School of Engineering

 

Participants at the Girls fly programme in Africa (GFPA) camp in Gauteng.

Aerospace Systems Research Group Piques Young Women’s Interest in Space Technology

UKZN’s Aerospace Systems Research Group (ASReG) in the Discipline of Mechanical Engineering recently promoted careers in aerospace technology to young women at an Aviation and Space Technology Camp hosted by the Girls fly programme in Africa (GFPA).

The six-day event – held at the Grand Central Airport in Gauteng for rural or disadvantaged learners from Gauteng, Mpumalanga and Limpopo – was attended by 40 learners and mentors. The GFPA is planning two further camps in 2022 that will open the programme to other provinces.

The GFPA programme, founded by South Africa’s first Black female helicopter pilot, Ms Refilwe Ledwaba, developed these innovative camp programmes in 2013 as part of the effort to encourage increased female participation in Science, Technology, Engineering and Mathematics (STEM) careers to close the gender-based income and employment gap between men and women in these fields.

The camp included space technology activities at the South African National Space Agency, leadership and team building, design thinking challenges, drone demonstrations and data analytics, activities to promote cultural understanding, airport tours and more.

At the event, Mr Thabang Mdhluli, ASReG postgraduate student completing his master’s degree on gelled rocket propellants, delivered a presentation on the group’s research activities in aerospace propulsion research.

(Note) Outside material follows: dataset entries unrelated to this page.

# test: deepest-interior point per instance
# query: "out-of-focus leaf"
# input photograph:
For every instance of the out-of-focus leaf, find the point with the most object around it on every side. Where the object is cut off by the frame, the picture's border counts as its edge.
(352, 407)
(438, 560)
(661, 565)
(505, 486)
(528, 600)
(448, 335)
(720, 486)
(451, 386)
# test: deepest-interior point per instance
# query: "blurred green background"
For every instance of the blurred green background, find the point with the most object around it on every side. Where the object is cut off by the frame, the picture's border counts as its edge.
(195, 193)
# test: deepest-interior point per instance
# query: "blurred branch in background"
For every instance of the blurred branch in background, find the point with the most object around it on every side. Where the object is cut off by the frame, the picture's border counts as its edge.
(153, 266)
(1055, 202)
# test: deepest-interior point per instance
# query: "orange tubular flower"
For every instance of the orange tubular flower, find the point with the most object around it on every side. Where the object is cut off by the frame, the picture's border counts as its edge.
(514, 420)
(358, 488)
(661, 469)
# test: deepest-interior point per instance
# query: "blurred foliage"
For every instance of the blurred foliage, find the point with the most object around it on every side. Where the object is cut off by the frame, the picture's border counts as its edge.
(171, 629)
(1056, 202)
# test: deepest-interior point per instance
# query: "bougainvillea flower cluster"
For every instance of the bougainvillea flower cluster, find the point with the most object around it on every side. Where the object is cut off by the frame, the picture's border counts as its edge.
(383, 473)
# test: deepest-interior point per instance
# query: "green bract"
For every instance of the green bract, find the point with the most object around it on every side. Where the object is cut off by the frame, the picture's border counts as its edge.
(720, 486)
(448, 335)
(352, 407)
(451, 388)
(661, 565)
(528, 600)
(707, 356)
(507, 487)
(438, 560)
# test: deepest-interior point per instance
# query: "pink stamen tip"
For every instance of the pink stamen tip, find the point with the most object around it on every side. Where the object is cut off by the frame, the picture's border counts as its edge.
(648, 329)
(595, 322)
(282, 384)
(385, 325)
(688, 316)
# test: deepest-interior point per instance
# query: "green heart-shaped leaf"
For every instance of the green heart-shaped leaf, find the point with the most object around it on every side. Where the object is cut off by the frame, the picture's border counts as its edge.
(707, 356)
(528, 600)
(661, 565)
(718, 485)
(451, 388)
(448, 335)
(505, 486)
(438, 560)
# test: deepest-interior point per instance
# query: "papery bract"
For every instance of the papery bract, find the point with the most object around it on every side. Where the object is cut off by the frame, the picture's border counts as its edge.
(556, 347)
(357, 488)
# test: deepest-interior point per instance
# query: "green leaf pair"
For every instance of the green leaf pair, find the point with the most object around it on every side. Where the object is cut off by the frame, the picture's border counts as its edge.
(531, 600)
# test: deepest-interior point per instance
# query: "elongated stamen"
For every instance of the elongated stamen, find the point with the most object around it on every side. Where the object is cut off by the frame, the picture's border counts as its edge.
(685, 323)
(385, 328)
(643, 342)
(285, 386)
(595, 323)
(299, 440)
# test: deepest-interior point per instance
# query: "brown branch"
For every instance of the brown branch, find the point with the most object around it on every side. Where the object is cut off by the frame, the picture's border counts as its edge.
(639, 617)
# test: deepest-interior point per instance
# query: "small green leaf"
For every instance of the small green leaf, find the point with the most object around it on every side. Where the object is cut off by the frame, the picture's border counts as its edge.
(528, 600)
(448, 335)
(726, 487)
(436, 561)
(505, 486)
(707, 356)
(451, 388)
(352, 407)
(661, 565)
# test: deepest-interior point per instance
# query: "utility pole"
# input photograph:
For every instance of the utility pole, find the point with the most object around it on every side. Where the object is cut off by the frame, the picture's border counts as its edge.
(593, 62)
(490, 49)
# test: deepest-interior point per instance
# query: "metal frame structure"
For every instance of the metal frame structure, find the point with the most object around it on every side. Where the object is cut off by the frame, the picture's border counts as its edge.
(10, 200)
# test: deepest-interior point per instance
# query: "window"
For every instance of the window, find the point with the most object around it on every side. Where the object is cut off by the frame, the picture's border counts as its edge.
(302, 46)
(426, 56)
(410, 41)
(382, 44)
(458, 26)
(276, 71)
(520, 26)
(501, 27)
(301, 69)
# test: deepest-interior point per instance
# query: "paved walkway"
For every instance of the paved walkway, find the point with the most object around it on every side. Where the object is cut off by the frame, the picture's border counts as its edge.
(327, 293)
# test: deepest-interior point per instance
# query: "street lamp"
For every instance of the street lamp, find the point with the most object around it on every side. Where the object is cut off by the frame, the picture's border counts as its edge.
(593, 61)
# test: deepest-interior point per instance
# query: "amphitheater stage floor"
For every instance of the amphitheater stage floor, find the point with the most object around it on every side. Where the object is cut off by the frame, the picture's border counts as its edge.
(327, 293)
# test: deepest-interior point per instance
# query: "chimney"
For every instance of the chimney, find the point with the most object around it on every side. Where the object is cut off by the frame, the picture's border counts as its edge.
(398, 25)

Supported by the Department of Science and Innovation (DSI), ASReG is driving the development of satellite launch vehicle technologies for Africa.

In the presentation, Mdhluli described different kinds of rockets and their design, and how UKZN builds and tests the vehicles. The presentation included video footage of ASReG’s various test campaigns.

Following the presentation, which generated considerable interest, Mdhluli engaged with participants as they posed questions about rocketry and aerospace engineering.

Speaking of ASReG’s work, co-founder Professor Michael Brooks emphasised the importance of investing in the education of young engineers to meet national objectives of advancing South Africa’s space engineering capabilities.

ASReG is supported by the Department of Science and Innovation (DSI) in their quest to develop satellite launch vehicle technologies for Africa and to train the next generation of engineers to meet this goal. The group has an active outreach programme designed to bring the story of rocketry and STEM to the public.

‘ASReG is delighted to have participated in this technology camp and to showcase our activities,’ said Brooks.

‘We want to see the next generation of bright young South Africans choosing engineering careers, and specifically careers in mechanical and aerospace engineering, and we hope that our engagement with the participants in the space camp inspires them to become engineers and scientists and to build South Africa’s space engineering economy.’

He emphasised that initiatives like UKZN’s Space Propulsion Programme make careers in space and rocket technology attainable for young South Africans, with cutting-edge research bringing young engineers into the fold where they can investigate rocket propulsion (engine design), airframes, turbomachinery, and flight dynamics.

‘Space technology has rapidly become integrated into most aspects of our lives, from satellite TV, to the GPS capabilities in cell phones, to advances in telemedicine, environmental monitoring and disaster management – all of these things and more are made possible by the carrier rockets that place satellites in orbit,’ said Brooks.

‘It all starts with the rocket!’

‘The support we received from you and the ASReG was instrumental in enabling us to host this year’s first camp,’ said GFPA Project Officer Ms Malebo Modise.

‘We have been receiving wonderful feedback from the schools and learners regarding the camp and it is through your sponsorship and support that we were able to highlight the importance of education, and encourage learners to focus on their studies.’